Experimental evidence has helped to solidify the mindset that biology is an engineering substrate like any other and the work is now centered on creating standardized tools that are useful and reliable in an experimental setting. The metaphor is very much that of computing: just as most contemporary software developers work at high levels of abstraction and need not concern themselves with the 1s and 0s of machine language, in the future, synthetic biology programmers would not need to work directly with the Ac, Cs, Gs and Ts of DNA or understand the architecture of promoters, terminators, open reading frames and such. However, with synthetic biology being in its early stages, the groundwork to define and assemble these abstraction layers is currently at task.

Status of DNA synthesis
At present, the DNA synthesis process is relatively unautomated, unstandardized and expensive ($0.50-$1.00 per base pair (bp)); it would cost $1.5-3 billion to synthesize a full human genome. Synthesized DNA, which can be ordered from numerous contract labs such as DNA 2.0 in Menlo Park, CA and Tech Dragon in Hong Kong, has been following Moore’s Law (actually faster than Moore’s Law Carlson Curves doubling at 2x/yr vs. 1.5x/yr), but is still slow compared to what is needed.
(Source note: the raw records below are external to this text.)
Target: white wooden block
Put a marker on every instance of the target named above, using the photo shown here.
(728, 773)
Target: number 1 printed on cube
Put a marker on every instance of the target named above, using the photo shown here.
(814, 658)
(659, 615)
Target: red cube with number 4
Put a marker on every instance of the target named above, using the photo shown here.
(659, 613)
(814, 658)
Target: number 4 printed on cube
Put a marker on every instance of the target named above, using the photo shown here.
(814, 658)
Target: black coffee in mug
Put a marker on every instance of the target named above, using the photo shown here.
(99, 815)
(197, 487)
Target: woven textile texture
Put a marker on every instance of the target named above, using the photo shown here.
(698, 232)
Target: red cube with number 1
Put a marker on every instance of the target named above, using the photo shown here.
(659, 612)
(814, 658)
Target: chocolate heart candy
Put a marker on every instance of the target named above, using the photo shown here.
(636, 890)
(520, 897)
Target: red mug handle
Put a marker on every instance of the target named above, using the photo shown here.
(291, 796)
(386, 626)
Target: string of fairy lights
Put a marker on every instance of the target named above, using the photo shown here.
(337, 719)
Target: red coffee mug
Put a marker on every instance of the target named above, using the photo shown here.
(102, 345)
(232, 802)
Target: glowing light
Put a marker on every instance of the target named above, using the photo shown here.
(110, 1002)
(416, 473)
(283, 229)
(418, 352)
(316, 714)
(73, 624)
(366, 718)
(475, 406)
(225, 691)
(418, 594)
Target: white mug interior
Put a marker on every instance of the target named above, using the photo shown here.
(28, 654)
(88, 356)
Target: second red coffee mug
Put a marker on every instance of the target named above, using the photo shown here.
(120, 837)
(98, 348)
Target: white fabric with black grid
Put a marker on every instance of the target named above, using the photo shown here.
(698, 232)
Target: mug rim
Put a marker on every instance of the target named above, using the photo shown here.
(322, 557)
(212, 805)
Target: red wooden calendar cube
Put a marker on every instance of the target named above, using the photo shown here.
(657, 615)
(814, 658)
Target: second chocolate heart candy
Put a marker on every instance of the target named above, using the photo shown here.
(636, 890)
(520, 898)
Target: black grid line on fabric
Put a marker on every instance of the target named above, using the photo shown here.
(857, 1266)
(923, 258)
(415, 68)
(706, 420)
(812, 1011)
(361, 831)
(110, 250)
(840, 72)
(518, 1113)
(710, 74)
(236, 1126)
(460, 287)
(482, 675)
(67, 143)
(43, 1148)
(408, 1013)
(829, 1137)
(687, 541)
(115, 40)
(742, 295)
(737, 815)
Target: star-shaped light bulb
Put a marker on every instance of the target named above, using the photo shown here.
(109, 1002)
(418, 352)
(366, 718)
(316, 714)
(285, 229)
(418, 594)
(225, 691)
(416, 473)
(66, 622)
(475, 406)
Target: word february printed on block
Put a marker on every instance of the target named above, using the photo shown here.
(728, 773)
Right now short oligos, oligonucleotide sequences up to 200 bp, can be reliably synthesized but a low-cost repeatable basis for genes and genomes extending into the millions of bp is needed. Further, design capability lags synthesis capability, being about 400-800-fold less capable and allowing only 10,000-20,000 bp systems to be fully forward-engineered at present.

So far, practitioners have organized the design and construction of DNA into four hierarchical tiers: DNA, parts, devices and systems. The status is that the first two tiers, DNA and parts (simple modules such as toggle switches and oscillators), are starting to be consistently identified, characterized and produced. This is allowing more of an upstream focus on the next two tiers, complex devices and systems, and the methodologies that are needed to assemble components together into large-scale structures, for example those containing 10 million bp of DNA.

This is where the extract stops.